Keywords: Income Distribution;lecture
Measuring Inequality—Understanding Inequality Using Decompositions
The topic of the first lecture was “Measuring Inequality—Understanding Inequality Using Decompositions that primarily analysed income inequality in Mozambique”. Mozambique is located in the South of Africa and used to be among the least developed and high-debt-burdened country in extreme poverty. In 1992, Mozambique entered its democratic era with economic structure reforms firmly initiated by its government. As a result, it experienced a rapid economic recovery with an average annual growth rate of 10%. Professor Gradin used S Cure, absolute and relative indicators, Lorenz Curve and other graphs from Curve functions to help the audience understand his works. During the lecture, Professor Gradin facilitated the audience to understand the stories behind the data from different perspectives with inter-and intra-group decomposition, decomposition of different income sources, regressions and other methods. Consequently, he concluded that: Along the way, poverty reduction is accompanied by an increase in inequality, especially in recent years. Economic growth has benefited the wealthy unproportionate more and the solution to a better future for all would be the development of education.

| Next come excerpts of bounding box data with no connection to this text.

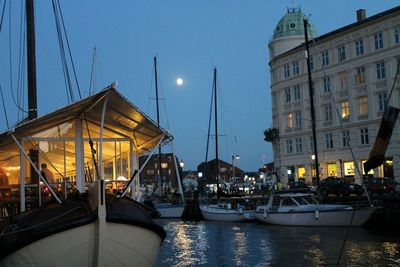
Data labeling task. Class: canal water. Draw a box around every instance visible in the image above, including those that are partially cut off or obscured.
[156,219,400,267]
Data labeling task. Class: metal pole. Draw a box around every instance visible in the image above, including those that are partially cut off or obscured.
[153,57,164,194]
[25,0,37,120]
[303,19,321,200]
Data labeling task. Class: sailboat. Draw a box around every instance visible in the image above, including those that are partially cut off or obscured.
[200,68,254,221]
[255,19,377,227]
[0,0,167,266]
[146,57,185,218]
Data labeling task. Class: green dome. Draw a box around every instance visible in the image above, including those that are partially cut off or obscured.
[273,8,316,39]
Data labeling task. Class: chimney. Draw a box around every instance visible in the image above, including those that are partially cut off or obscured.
[357,9,365,22]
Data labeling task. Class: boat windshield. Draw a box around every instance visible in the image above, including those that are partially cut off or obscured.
[302,196,319,205]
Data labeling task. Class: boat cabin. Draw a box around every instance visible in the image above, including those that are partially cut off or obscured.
[268,194,318,211]
[0,86,172,215]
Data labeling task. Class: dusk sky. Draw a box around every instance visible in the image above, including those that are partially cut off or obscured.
[0,0,399,171]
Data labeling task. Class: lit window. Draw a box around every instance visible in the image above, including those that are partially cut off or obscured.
[295,138,303,153]
[322,51,329,66]
[356,66,365,85]
[283,64,290,78]
[324,76,331,93]
[293,84,300,100]
[356,39,364,56]
[375,32,383,49]
[340,101,350,119]
[285,88,291,103]
[286,139,293,155]
[342,131,350,147]
[358,96,368,115]
[324,105,332,121]
[376,61,386,80]
[286,113,293,129]
[161,163,168,169]
[378,92,387,112]
[293,60,300,75]
[360,128,369,145]
[294,111,301,128]
[394,26,400,44]
[325,133,333,149]
[338,45,346,61]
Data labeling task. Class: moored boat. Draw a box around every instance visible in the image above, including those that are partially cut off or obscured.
[0,87,171,266]
[255,193,377,226]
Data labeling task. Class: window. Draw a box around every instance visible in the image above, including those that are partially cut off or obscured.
[378,92,387,112]
[286,139,293,155]
[310,136,314,153]
[342,131,350,147]
[356,39,364,56]
[340,101,350,119]
[358,96,368,115]
[293,84,300,100]
[375,32,383,49]
[360,128,369,145]
[394,26,400,44]
[295,138,303,153]
[324,76,331,93]
[356,66,365,85]
[294,111,301,128]
[325,133,333,149]
[283,64,290,78]
[311,81,315,96]
[322,50,329,66]
[324,105,332,121]
[376,61,386,80]
[286,113,293,129]
[338,45,346,61]
[293,60,300,75]
[285,88,291,103]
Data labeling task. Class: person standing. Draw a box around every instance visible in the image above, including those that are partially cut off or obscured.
[40,163,54,184]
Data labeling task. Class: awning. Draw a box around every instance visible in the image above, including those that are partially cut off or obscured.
[0,87,173,155]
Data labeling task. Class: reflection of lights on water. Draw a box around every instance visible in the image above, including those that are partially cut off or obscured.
[171,221,207,266]
[232,229,248,266]
[382,242,399,257]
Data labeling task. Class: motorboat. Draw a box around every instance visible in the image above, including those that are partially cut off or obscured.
[200,202,246,222]
[255,193,377,226]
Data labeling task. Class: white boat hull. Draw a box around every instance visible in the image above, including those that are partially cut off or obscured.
[0,221,162,267]
[200,205,246,222]
[255,207,376,226]
[154,203,185,218]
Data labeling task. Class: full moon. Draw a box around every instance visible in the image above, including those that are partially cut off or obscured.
[176,78,183,86]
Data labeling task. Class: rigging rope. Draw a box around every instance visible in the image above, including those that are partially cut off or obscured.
[52,0,75,103]
[57,0,82,99]
[0,84,10,129]
[0,0,7,32]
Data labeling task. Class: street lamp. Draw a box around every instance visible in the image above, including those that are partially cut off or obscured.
[232,155,240,182]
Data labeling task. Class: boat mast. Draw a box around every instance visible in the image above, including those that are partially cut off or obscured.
[214,68,220,199]
[25,0,37,120]
[153,57,164,193]
[303,19,321,200]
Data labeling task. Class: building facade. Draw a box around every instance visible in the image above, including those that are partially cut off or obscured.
[265,7,400,186]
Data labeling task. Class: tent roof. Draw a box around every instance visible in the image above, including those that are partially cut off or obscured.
[0,87,172,154]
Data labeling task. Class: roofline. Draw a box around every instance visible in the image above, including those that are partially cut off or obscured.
[270,6,400,62]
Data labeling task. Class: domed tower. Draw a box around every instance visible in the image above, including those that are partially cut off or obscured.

Quantifying the contribution of a subpopulation to inequality ;An application to Mozambique
On 18th May, Professor Carols Gradin conducted the lecture titled “Quantifying the contribution of a subpopulation to inequality; An application to Mozambique”. The lecture showed the essentialness of using subpopulation in analysing the level and trends of inequality in different countries. Through intra- and inter-group analysis, a more detailed analysis on inequality is established that quantifies the contribution of the subgroups to inequality. After that, Professor Gradin used both standard and Shapley decomposition to analyze the population sub-groups’ effect on inequality based on the RIP regression model. The empirical study on Mozambique’s consumption inequality showed that the wealthiest group had an unproportionate contribution to inequality. The contribution effect has shown an increasing trend. The Theil Index obtained from Shapley Composition also referred to a similar trend.
Professor Gradin utilized many graphs and charts to clearly illustrate his findings and actively engaged with the audience during the Q&A session.